Editorial: Buildup, war reparations, tax refunds: They’re all connected
Intertwined Guam issues came to a converging point last week.
First, more on the military buildup.
Gov. Eddie Calvo surprised many last week by announcing he'd withdraw support for what's been agreed between the United States and Japan, to reduce about 9,000 of the U.S. Marines stationed in Okinawa, and move 4,100 of them to Guam, where a Marine Corps base is being built.
The Guam part of this bilateral agreement between the two nations has been in the execution phase for years now, with about $500 million of the Japan- and U.S.-funded projects completed or under way.

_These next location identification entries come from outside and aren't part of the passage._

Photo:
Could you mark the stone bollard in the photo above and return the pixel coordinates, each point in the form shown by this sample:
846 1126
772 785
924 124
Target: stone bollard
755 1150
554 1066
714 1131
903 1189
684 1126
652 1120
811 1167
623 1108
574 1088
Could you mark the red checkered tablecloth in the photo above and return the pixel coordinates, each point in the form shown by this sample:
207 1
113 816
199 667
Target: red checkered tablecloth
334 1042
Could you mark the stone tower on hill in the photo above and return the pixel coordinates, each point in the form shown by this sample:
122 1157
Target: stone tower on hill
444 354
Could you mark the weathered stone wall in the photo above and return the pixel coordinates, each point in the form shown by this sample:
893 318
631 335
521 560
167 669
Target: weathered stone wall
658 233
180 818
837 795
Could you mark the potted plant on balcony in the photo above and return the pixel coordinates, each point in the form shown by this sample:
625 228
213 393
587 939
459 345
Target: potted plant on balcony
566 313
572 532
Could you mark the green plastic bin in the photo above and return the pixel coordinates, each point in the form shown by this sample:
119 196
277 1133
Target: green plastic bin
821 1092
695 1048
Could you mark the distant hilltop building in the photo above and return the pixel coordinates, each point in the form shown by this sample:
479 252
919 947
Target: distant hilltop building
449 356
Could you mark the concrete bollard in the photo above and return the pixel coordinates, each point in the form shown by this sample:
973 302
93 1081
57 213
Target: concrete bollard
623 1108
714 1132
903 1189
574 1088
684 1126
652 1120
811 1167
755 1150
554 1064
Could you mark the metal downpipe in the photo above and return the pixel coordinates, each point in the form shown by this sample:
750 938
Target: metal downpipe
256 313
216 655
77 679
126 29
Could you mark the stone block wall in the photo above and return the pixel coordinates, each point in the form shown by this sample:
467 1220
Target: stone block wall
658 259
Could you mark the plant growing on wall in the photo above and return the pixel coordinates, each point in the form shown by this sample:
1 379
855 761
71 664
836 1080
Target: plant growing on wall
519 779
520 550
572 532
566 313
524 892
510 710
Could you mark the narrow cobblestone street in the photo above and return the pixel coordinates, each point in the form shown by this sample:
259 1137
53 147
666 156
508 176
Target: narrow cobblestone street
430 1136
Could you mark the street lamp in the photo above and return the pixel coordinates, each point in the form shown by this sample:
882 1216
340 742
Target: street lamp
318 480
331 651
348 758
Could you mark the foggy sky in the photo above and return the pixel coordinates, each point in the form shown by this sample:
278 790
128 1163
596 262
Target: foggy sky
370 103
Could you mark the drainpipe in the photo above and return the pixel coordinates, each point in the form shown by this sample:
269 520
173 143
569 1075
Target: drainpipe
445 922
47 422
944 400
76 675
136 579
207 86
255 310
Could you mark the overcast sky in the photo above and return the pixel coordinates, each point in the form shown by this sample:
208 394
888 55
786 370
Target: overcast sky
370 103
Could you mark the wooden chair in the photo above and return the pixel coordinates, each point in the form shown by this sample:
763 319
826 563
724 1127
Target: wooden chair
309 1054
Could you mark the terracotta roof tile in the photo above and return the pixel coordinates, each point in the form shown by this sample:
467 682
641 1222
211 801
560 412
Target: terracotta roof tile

High-level Japanese officials have been visiting Guam the past few years, to check on the progress of its investment toward easing the number of U.S. troops in Okinawa.
Japan, according to previously released federal reports, is paying $3 billion out of the $8.7 billion estimated cost of relocating Marines to Guam.
The U.S.-Japan agreement isn't about to unravel simply because Guam's governor, once an avid military buildup advocate, has had a change of heart.
The governor did release a subsequent explanation saying "I want the buildup to happen, but I also want to ensure that Guam isn't left behind."
With the high rate of H-2B foreign worker visa denials, the governor said, Guam's civilian projects would get more expensive, or get delayed because the depleted labor force would mostly go to the military projects.
The governor's statement prompted immediate responses from the Guam Chamber of Commerce and the Guam Contractors Association, whose members account for most of the private-sector jobs on the island.
For these employer groups, any talk of a buildup pause or delay can be unnerving. There have been past delays in the execution of the military buildup, and many who made investment risks based on the earlier military buildup plans, going as far back as 2006, lost a lot of money and had to let go of workers or scrap hiring plans.
For employers, a somewhat change of stance by the island's governor on this hoped-for economic stimulant could add another layer of worry to the island economy standing on two main "legs": tourism and military spending. Tourism, too, faces a challenging time, with arrivals from No. 1 market Japan continuing to show a decline, before United Airlines' recent plans to shrink its Guam hub.
The irony of the governor's statement – withdrawing his support for the buildup because federal immigration denied nearly all of Guam employers' petitions for H-2B foreign workers – hurts a funding source from which he wants to tap as a repayment for another one of his borrowing proposals.
Section 30, buildup interrelated
A federal funding source called "Section 30" became intertwined with the buildup issue's complication, and GovGuam's need for more money for tax refunds.
On Friday afternoon, the governor submitted a proposal to the Guam Legislature to borrow $75 million each year, over three years, from a financial institution, starting this summer. He proposes to pledge Section 30 funds, which are income tax payments from military personnel stationed on the island.
In the past few years, this Section 30 funding source has ranged between $70 million to $80 million a year, or almost one tenth of the government of Guam budget out of the General Fund.
If the governor delays the buildup, this could further delay the move of the thousands of Marines to Guam, whose paychecks could help GovGuam get more money out of Section 30.
These income tax payments from military personnel have been pledged as a source of repayment for a number of GovGuam borrowings, including a $236 million bond debt taken in 2016. Needless to say, increased military presence, via the Marines' relocation, could help pay for tax refunds, or the governor's proposed loans for tax refunds. The Marines' future income tax payments have previously been projected as an additional funding source for GovGuam.
War reparations tied to buildup, too
In addition to buildup and tax refunds, a third issue related to the above issues is the U.S. Congress' approval, which became federal law last year, to pay more than $100 million in "reparations" to the families of Guam Chamorros who died, were injured or endured other forms of suffering during the Japanese atrocities of World War II.
As enacted, the source of funding for these payments would be the same Section 30 funding that has been pledged for by GovGuam for other commitments, and could also be pledged for future tax refund borrowing repayment, if the Guam Legislature agrees with the governor's proposal.
The war reparations legislation passed Congress as a piggy-back provision in the National Defense Authorization Act, which also authorized more military construction funds for Guam bases.
There isn't an endless stream of Section 30 funds.
So according to the governor's office, it hopes that another federal funding source would be provided for war reparations.
However, under the Trump administration, going back to Congress for another funding avenue would prove quite the challenge.